Category: Coding Mistakes
Incorrect constant used in twosComplement
Low Severity
Low Impact
Low Likelihood
Description
In sdk/utils.go, the function twosComplement
is implemented as follows:
func twosComplement(bits []uint, n int) []uint {
padded := padBitsRight(bits, n, 0)
flipped := flipBits(padded)
a := recompose(flipped, 1)
a.Add(a, big.NewInt(1))
! d := decomposeAndSlice(a, 1, 248)
ret := make([]uint, len(d))
for i, b := range d {
ret[i] = uint(b.Uint64())
}
return ret
}
During the call to decomposeAndSlice
, the constant 248 is used where it should be n
.
Impact
Whenever n
is different than 248, twosComplement
will return a result of incorrect length and possibly lose information when n > 248
.
There are only two places where twosComplement
is called within brevis-sdk.
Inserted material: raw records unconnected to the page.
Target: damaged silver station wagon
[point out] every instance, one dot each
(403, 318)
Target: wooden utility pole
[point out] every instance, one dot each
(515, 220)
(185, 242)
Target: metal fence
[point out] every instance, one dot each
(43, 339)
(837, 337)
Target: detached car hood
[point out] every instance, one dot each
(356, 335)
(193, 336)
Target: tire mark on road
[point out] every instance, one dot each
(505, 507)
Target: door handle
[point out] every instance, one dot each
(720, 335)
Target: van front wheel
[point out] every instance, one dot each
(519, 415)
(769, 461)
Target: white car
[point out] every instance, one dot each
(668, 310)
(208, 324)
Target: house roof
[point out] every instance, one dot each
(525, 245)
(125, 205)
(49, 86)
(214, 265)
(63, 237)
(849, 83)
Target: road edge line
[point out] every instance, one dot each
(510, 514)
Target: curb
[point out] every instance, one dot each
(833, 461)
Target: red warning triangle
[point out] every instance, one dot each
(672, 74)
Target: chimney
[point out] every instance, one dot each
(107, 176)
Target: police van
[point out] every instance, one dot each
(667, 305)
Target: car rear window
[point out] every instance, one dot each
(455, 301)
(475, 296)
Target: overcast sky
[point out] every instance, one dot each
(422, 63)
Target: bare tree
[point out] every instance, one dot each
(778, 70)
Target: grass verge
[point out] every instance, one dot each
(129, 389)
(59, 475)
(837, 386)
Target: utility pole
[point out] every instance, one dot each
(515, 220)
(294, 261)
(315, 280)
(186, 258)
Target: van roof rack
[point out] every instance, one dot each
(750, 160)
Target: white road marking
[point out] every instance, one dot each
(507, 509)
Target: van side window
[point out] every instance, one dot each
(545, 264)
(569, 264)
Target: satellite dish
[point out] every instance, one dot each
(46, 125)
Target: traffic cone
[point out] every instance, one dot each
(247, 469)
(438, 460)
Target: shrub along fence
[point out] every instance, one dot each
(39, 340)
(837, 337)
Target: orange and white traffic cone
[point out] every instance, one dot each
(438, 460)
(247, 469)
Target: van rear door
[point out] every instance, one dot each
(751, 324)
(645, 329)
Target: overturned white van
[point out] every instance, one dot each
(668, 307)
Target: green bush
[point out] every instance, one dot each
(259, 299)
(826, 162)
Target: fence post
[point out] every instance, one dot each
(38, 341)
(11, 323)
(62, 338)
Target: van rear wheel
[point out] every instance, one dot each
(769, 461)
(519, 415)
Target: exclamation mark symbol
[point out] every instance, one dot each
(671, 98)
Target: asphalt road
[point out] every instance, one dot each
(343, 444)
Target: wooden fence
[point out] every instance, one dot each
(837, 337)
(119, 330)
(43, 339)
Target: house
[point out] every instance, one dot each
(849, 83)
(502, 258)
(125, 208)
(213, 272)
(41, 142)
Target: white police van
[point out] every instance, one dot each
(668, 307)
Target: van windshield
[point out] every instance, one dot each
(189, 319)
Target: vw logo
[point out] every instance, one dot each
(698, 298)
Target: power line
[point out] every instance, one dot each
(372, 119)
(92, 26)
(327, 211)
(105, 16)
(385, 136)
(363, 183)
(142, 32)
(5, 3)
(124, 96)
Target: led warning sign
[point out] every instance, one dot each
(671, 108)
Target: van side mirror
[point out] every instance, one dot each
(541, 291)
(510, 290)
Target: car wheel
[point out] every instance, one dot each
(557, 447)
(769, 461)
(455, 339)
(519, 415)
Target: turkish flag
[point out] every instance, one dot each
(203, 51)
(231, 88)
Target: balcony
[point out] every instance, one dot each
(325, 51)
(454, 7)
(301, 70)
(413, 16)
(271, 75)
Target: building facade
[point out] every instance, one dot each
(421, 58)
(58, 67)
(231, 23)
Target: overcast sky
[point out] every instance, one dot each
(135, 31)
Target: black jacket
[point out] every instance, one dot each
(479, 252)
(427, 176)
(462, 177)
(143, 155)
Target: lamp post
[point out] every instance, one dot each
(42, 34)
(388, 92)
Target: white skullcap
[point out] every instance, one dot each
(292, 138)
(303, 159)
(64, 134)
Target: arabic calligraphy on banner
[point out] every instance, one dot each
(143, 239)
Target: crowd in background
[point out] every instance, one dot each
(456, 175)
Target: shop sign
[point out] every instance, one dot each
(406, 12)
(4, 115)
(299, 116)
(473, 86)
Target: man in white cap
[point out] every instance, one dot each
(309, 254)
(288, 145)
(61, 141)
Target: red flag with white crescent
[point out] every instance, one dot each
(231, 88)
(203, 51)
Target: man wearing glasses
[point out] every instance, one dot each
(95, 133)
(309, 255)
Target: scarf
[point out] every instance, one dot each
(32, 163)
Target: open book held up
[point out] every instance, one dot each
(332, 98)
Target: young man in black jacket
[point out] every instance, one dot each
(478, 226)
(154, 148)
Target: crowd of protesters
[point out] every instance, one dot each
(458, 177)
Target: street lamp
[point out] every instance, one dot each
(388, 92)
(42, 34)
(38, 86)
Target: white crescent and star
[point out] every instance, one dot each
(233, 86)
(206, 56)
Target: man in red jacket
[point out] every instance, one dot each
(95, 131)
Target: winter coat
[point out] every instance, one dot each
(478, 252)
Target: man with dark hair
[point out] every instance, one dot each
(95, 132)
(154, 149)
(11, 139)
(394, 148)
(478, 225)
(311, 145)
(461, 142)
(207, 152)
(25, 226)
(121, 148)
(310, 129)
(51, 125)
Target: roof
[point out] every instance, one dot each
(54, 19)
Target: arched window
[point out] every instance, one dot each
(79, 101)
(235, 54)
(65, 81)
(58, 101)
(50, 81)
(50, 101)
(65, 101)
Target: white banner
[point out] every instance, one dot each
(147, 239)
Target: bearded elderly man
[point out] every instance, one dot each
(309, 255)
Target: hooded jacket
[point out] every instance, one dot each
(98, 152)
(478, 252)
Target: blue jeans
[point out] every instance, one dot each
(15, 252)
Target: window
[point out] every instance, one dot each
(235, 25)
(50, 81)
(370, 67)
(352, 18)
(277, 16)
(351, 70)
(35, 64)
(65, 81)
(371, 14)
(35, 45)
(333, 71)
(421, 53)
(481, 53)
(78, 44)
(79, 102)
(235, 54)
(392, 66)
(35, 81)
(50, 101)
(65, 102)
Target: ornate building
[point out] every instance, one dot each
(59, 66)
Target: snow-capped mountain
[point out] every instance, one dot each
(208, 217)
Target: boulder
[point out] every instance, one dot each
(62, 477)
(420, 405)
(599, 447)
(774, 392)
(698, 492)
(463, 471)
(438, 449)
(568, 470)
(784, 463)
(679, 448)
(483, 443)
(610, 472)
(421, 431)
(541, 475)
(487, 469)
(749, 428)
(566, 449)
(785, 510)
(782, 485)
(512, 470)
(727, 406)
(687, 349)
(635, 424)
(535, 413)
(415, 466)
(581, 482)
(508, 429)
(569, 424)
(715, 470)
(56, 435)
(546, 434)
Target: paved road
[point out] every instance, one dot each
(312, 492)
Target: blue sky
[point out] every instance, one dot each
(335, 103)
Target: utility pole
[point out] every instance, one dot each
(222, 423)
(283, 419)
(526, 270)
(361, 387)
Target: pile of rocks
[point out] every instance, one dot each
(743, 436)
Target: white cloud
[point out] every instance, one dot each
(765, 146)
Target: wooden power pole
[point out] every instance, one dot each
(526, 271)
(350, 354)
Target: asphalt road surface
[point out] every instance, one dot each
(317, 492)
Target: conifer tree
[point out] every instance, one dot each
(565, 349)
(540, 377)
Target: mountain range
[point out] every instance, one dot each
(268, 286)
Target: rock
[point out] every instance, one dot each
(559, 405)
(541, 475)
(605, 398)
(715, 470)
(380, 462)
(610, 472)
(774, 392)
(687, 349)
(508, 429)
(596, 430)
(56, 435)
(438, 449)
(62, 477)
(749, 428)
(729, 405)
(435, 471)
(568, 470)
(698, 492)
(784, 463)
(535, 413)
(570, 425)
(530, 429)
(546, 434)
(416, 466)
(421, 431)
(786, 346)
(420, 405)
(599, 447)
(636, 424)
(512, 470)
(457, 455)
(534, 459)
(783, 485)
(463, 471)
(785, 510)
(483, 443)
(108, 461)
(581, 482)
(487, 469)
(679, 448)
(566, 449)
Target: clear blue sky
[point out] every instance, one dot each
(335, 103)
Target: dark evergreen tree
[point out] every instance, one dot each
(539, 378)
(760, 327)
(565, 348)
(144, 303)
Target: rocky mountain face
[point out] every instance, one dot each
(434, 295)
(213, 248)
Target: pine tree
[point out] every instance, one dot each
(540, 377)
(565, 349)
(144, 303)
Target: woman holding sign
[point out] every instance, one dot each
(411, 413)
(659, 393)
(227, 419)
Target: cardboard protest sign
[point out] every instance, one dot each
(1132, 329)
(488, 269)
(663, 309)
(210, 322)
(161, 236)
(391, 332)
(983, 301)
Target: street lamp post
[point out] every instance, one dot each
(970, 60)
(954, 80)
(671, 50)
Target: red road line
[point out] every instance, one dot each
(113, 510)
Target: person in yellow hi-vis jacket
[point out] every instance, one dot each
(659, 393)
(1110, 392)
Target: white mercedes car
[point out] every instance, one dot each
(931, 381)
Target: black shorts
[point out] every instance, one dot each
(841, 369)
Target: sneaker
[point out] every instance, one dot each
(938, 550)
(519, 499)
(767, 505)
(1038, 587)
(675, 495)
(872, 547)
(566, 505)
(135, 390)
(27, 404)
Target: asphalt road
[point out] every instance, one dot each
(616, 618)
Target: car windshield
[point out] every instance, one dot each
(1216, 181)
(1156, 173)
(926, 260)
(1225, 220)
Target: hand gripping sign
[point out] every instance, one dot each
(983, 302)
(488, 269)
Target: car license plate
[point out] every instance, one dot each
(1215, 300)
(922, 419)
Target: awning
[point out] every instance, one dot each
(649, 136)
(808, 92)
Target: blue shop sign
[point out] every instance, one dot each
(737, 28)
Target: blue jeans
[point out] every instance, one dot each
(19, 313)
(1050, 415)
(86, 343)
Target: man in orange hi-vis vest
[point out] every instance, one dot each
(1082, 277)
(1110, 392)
Both are in sdk/api_int248.go, and in those calls n
is actually 248, so this bug is not hit in the current codebase.
Recommendations
We recommend to use n
instead of 248
in the decomposeAndSlice
call:
func twosComplement(bits []uint, n int) []uint {
padded := padBitsRight(bits, n, 0)
flipped := flipBits(padded)
a := recompose(flipped, 1)
a.Add(a, big.NewInt(1))
- d := decomposeAndSlice(a, 1, 248)
+ d := decomposeAndSlice(a, 1, n)
ret := make([]uint, len(d))
for i, b := range d {
ret[i] = uint(b.Uint64())
}
return ret
}
Remediation
This issue has been acknowledged by Brevis, and a fix was implemented in commit 4deade11↗.